Dear Rupert,
What is the definition of direct experience? How can I be certain that direct experience is the only criterion for investigation?
You stated in one of your early answers, ‘Yes, you are on the right track, but just for clarity, I would say that the mind is made out of thinking and imagining, the body is made out of sensing and the world is made out of perceiving. Thinking, sensing and perceiving could simply be called “experiencing”.’
Using this definition of experiencing, it would mean that I should just use that which is directly available to me: mind (thinking and imagining), body (sensing and perceiving) and world (perceiving) in the investigation of reality.’ If that is correct, then there is nothing outside of that that I could use to investigate reality. Am I close?
I believe it is axiomatic that present, direct experience is the foundation for direct-path teachings. Everything builds upon what can be directly experienced now, without reference to past or memory. This is based on the fact that there can be nothing outside our experience or, better put, that there is nothing outside our experience that could be experienced.

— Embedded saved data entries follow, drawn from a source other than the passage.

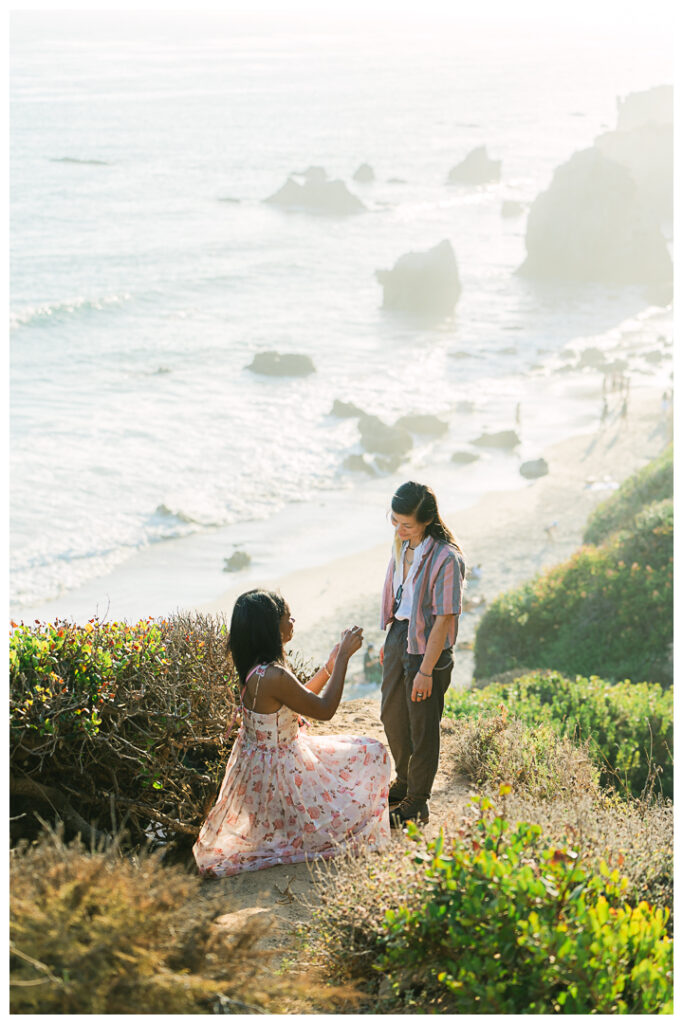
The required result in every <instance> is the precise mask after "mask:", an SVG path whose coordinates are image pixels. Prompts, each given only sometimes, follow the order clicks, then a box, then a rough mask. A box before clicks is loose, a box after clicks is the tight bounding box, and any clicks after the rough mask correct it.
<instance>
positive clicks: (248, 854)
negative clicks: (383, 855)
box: [193, 666, 391, 878]
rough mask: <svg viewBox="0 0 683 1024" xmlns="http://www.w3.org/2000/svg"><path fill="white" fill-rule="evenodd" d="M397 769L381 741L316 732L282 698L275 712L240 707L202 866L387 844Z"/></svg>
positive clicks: (302, 858)
mask: <svg viewBox="0 0 683 1024" xmlns="http://www.w3.org/2000/svg"><path fill="white" fill-rule="evenodd" d="M265 669H266V666H259V667H258V669H257V672H258V673H259V675H262V674H263V672H264V671H265ZM390 773H391V766H390V763H389V757H388V754H387V752H386V749H385V748H384V745H383V743H381V742H380V741H379V740H377V739H372V738H369V737H366V736H347V735H339V736H310V735H308V734H307V733H306V732H305V731H302V729H301V728H300V726H299V716H298V715H297V714H296V713H295V712H293V711H292V710H291V709H290V708H287V707H285V706H284V705H283V707H282V708H281V709H280V710H279V711H276V712H273V713H272V714H269V715H262V714H258V713H257V712H253V711H250V710H249V709H248V708H244V707H243V722H242V726H241V728H240V732H239V733H238V737H237V739H236V741H234V746H233V748H232V751H231V753H230V757H229V760H228V762H227V767H226V769H225V777H224V778H223V782H222V785H221V787H220V793H219V794H218V800H217V801H216V804H215V805H214V807H213V808H212V809H211V811H210V812H209V816H208V817H207V819H206V821H205V822H204V824H203V825H202V828H201V830H200V835H199V838H198V840H197V843H196V844H195V846H194V848H193V853H194V854H195V859H196V861H197V866H198V867H199V870H200V872H201V873H202V874H206V876H209V877H212V878H220V877H222V876H226V874H237V873H238V872H240V871H255V870H258V869H259V868H262V867H272V866H273V865H274V864H294V863H297V862H298V861H302V860H308V859H311V860H312V859H315V858H318V857H325V858H328V857H333V856H335V855H336V854H338V853H341V852H343V851H345V850H348V849H349V848H353V847H357V846H359V845H362V846H364V847H365V848H366V849H369V850H380V849H382V848H383V847H385V846H387V845H388V843H389V836H390V829H389V810H388V803H387V801H388V793H389V779H390Z"/></svg>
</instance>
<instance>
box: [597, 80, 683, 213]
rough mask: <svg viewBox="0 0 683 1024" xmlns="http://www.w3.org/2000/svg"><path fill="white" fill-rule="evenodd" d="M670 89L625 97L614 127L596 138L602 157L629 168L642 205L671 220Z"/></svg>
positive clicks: (673, 187) (631, 95) (645, 210)
mask: <svg viewBox="0 0 683 1024" xmlns="http://www.w3.org/2000/svg"><path fill="white" fill-rule="evenodd" d="M673 92H674V90H673V88H672V87H671V86H666V85H665V86H657V87H656V88H654V89H648V90H647V91H646V92H634V93H632V94H631V95H629V96H627V98H626V99H625V100H623V101H620V106H618V119H617V124H616V130H615V131H608V132H605V133H604V134H603V135H599V136H598V138H596V140H595V144H596V146H597V148H598V150H600V152H601V153H602V154H603V156H605V157H608V158H609V159H610V160H613V161H614V162H615V163H617V164H620V165H621V166H622V167H625V168H626V169H627V170H628V171H629V173H630V174H631V177H632V178H633V180H634V181H635V183H636V185H637V187H638V191H639V198H640V201H641V203H642V206H643V207H644V209H645V211H646V212H647V213H648V214H649V215H650V216H651V217H652V218H653V219H655V220H658V221H670V220H671V219H672V217H673V212H674V123H673V117H674V115H673V110H674V95H673Z"/></svg>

But couldn’t this approach miss things? Couldn’t there be a reality that is outside of the investigative parameters direct experience puts down? Say I’m working though perceptions, sensations and feelings in the now. Then I have an epiphany. Would this epiphany fall outside of the axiom’s rule-boundaries and therefore be precluded from being a part of the investigation? Or would it be called a part of something that is directly experienced and subject to investigation?
Thanks kindly,
Jerry
Dear Jerry,
All experience is direct, so the question could be reformulated as ‘What is experience?’ At first glance, experience seems to consist of the mind, body and world, that is, it seems to be made out of mind and matter.

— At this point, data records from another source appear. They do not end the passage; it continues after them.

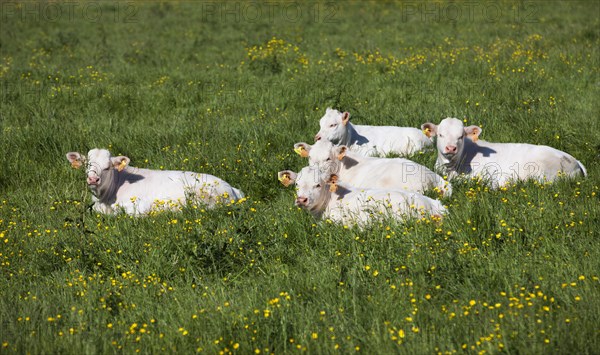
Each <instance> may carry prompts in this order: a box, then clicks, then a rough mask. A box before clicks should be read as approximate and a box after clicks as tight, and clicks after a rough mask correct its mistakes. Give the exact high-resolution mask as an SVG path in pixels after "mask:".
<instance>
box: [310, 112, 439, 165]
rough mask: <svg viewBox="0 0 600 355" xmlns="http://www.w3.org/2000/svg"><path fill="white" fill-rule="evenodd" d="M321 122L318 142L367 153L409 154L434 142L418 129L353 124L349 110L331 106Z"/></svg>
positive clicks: (352, 150)
mask: <svg viewBox="0 0 600 355" xmlns="http://www.w3.org/2000/svg"><path fill="white" fill-rule="evenodd" d="M319 124H320V126H321V129H320V130H319V132H318V133H317V134H316V135H315V141H318V140H321V139H325V140H328V141H330V142H331V143H333V144H335V145H345V146H347V147H348V148H350V150H352V151H356V152H358V153H360V154H362V155H365V156H374V155H386V154H390V153H396V154H401V155H409V154H413V153H415V152H418V151H420V150H422V149H423V148H425V147H429V146H431V145H432V141H431V139H430V138H428V137H427V136H426V135H425V134H423V132H422V131H421V130H419V129H418V128H413V127H395V126H361V125H353V124H351V123H350V114H349V113H348V112H344V113H341V112H339V111H338V110H333V109H331V108H327V110H326V112H325V115H324V116H323V117H321V120H320V122H319Z"/></svg>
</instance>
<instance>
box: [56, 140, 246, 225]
mask: <svg viewBox="0 0 600 355" xmlns="http://www.w3.org/2000/svg"><path fill="white" fill-rule="evenodd" d="M67 159H68V160H69V162H71V165H72V166H73V167H74V168H79V167H81V166H82V165H83V164H86V166H87V169H86V170H87V184H88V187H89V188H90V190H91V191H92V194H93V195H94V197H93V201H94V206H93V208H94V210H96V211H98V212H101V213H107V214H115V213H118V212H120V211H124V212H125V213H127V214H130V215H138V214H146V213H148V212H150V211H152V210H176V209H178V208H180V207H181V205H183V204H185V203H186V202H188V201H190V202H197V203H202V204H205V205H206V206H207V207H214V206H215V205H216V204H217V203H219V202H229V201H231V200H234V201H235V200H238V199H240V198H242V197H243V196H244V194H243V193H242V192H241V191H240V190H238V189H236V188H233V187H231V186H230V185H229V184H228V183H227V182H225V181H223V180H221V179H219V178H218V177H215V176H212V175H208V174H199V173H194V172H189V171H162V170H150V169H140V168H134V167H130V166H128V164H129V158H128V157H125V156H118V157H112V156H111V154H110V152H109V151H108V150H106V149H92V150H90V151H89V153H88V155H87V158H86V157H85V156H83V155H82V154H80V153H77V152H70V153H67Z"/></svg>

On looking more carefully we find that it is, in fact, only made of mind – that the mind, body and world are only thinking, sensing and perceiving. On looking again more closely we find that the only substance present in thinking, sensing and perceiving is consciousness. And finally, looking more closely again, we simply find consciousness, that is, consciousness finds itself, the knowing of its own being, alone.
At this point we may look back, as it were, and see that experience is, in fact, always only consciousness knowing itself. There is nothing other than that. Direct experience is the only criterion for investigation simply because there is nothing outside experience which could either explore or be explored.
Jerry:You stated in one of your early answers, ‘Yes, you are on the right track, but just for clarity, I would say that the mind is made out of thinking and imagining, the body is made out of sensing and the world is made out of perceiving. Thinking, sensing and perceiving could simply be called “experiencing”.’
Using this definition of experiencing, it would mean that I should just use that which is directly available to me: mind (thinking and imagining), body (sensing and perceiving) and world (perceiving) in the investigation of reality.’ If that is correct, then there is nothing outside of that that I could use to investigate reality. Am I close?
Rupert:Yes, but you are leaving consciousness out of the picture. The mind can only explore an object, that is, thoughts, sensations or perceptions, or, more accurately, thinking, sensing and perceiving. However, sooner or later the mind discovers that it has itself constructed the apparent reality that it is exploring.
In other words, the mind is looking for the substance of the apparent world and finds that it is itself that substance. The mind is looking for the substance of all seeming things only to find that ‘seeming things’ only exist in its own imagination. At this point there is a sort of spontaneous and natural ‘standing back’. We are thrown back, as it were, into our true nature.
Of course, it would be more accurate to say that we suddenly find our self standing ‘there’, in timeless, spaceless presence, and realise, at the same time, that we have always only ever been standing as that. At this point our approach becomes contemplative rather than investigative. We simply abide as that.